Court to clarify burden of proof

Does burden lie with patentee or licensee?

By Pat Murphy
The Daily Record Newswire
 
BOSTON — The U.S. Supreme Court will decide whether a patentee bears the burden of proving infringement when its licensee brings a declaratory judgment action to establish non-infringement.

The court will review a decision from the U.S. Court of Appeals for the Federal Circuit. In Medtronic, Inc. v. Boston Scientific, Corp., the Federal Circuit decided that the licensee has the burden to prove that its products do not infringe the patent.

The case addresses the allocation of the burden of proof in patent cases brought under MedImmune, Inc. v. Genentech, Inc. (549 U.S. 118). In its 2007 decision, the court ruled that a patent licensee that believes that its products do not infringe the patent and accordingly are not subject to royalty payments is “not required … to break or terminate its … license agreement before seeking a declaratory judgment in federal court that the underlying patent is … not infringed.”

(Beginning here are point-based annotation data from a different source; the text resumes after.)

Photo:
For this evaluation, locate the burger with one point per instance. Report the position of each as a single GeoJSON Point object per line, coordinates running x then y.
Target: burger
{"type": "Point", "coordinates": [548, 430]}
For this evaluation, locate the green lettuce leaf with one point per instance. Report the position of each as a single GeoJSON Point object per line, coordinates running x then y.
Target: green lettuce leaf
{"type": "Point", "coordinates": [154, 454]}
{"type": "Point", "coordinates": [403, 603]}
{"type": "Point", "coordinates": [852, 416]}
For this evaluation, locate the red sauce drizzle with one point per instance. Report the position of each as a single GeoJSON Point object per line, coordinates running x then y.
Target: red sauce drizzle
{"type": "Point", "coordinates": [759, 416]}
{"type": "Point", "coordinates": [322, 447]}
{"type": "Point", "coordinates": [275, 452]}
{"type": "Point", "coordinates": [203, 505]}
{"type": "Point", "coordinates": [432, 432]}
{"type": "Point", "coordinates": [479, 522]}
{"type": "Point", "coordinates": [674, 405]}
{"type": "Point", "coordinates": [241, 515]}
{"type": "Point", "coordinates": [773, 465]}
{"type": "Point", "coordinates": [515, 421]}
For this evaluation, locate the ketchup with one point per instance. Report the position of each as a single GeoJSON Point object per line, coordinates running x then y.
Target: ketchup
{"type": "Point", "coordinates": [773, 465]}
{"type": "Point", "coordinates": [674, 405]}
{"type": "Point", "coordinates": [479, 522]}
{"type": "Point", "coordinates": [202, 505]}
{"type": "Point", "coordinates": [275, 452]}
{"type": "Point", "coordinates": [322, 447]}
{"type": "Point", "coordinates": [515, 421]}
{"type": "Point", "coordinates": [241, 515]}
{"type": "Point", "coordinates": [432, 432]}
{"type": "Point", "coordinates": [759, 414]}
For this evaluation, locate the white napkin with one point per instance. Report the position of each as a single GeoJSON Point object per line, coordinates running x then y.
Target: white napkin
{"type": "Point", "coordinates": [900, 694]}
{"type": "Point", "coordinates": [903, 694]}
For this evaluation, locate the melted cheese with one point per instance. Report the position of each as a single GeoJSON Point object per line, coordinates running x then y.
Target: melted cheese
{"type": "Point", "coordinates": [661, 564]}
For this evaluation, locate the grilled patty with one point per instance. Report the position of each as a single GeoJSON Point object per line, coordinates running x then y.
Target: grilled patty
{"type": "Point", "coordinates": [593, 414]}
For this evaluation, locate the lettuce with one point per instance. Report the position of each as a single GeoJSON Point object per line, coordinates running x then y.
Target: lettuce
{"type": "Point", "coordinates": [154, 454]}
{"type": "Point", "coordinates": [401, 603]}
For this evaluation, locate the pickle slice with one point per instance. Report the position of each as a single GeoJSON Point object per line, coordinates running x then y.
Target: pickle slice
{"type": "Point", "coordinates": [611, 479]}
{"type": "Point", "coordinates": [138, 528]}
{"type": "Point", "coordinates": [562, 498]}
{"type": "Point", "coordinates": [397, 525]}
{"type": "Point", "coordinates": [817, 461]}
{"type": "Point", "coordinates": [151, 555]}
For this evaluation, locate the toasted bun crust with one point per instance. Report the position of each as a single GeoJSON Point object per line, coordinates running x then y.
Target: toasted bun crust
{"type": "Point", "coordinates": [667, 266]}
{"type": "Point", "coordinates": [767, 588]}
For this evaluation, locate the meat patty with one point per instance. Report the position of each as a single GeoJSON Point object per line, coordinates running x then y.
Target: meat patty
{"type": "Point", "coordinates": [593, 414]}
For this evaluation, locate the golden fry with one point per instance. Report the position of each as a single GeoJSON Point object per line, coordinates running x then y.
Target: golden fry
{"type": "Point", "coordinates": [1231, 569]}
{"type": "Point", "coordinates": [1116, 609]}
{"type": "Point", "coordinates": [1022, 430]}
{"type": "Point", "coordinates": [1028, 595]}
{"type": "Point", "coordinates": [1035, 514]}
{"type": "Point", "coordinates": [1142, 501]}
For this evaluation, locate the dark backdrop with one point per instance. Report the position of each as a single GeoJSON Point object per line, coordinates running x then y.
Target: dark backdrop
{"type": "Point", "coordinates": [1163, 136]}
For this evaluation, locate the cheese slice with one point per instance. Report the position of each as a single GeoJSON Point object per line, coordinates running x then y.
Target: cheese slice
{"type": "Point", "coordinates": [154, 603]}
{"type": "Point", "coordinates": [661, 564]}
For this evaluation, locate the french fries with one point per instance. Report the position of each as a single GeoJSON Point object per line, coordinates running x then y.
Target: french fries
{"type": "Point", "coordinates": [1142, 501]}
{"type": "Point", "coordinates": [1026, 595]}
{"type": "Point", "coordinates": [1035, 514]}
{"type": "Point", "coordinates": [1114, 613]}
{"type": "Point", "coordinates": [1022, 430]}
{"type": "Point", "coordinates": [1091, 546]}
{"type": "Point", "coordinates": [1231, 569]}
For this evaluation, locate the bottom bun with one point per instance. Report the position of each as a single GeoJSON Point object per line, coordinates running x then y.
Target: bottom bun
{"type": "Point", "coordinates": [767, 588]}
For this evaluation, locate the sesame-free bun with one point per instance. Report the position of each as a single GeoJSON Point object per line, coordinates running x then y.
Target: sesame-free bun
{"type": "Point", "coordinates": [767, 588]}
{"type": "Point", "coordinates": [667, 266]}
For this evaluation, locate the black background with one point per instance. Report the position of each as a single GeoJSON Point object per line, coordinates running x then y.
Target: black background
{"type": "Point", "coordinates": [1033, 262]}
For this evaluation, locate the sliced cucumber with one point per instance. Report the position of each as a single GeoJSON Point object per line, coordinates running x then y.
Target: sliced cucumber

In the case before the Federal Circuit, medical device manufacturer Medtronic sublicensed a cardiac resynchronization therapy (CRT) device. Mirowski Family Ventures, LLC owned the patent on the device. In 2007, after Mirowski complained that several Medtronic devices impaired its CRT patent, Medtronic, in accordance with MedImmune, filed a declaratory judgment action in federal court to establish non -infringement.

Throughout the litigation, the parties disagreed over whether Mirowski, the patentee, bore the burden of proving infringement, or whether Medtronic, the declaratory judgment plaintiff, bore the burden of proving non-infringement.

In 2010, the district court entered a declaratory judgment of non-infringement in favor of Medtronic after applying the general rule that the burden is always on the patentee to show infringement.

However, in 2012 the Federal Circuit reversed, holding that the district court relied on a “legally incorrect” allocation of the burden of proof to find non-infringement.

Writing for a unanimous three-judge panel, Judge Richard Linn explained that relieving Medtronic of the burden of proof under these circumstances would establish a rule allowing licensees “to use MedImmune’s shield as a sword — haling licensors into court and forcing them to assert and prove what had already been resolved by license.”

Linn concluded that “because the declaratory judgment plaintiff is the only party seeking the aid of the court in the circumstances presented here, that party must bear the burden of persuasion. Therefore, this court holds that in the limited circumstance when an infringement counterclaim by a patentee is foreclosed by the continued existence of a license, a licensee seeking a declaratory judgment of noninfringement and of no consequent liability under the license bears the burden of persuasion.”

The U.S. Supreme Court is expected to decide the case next term.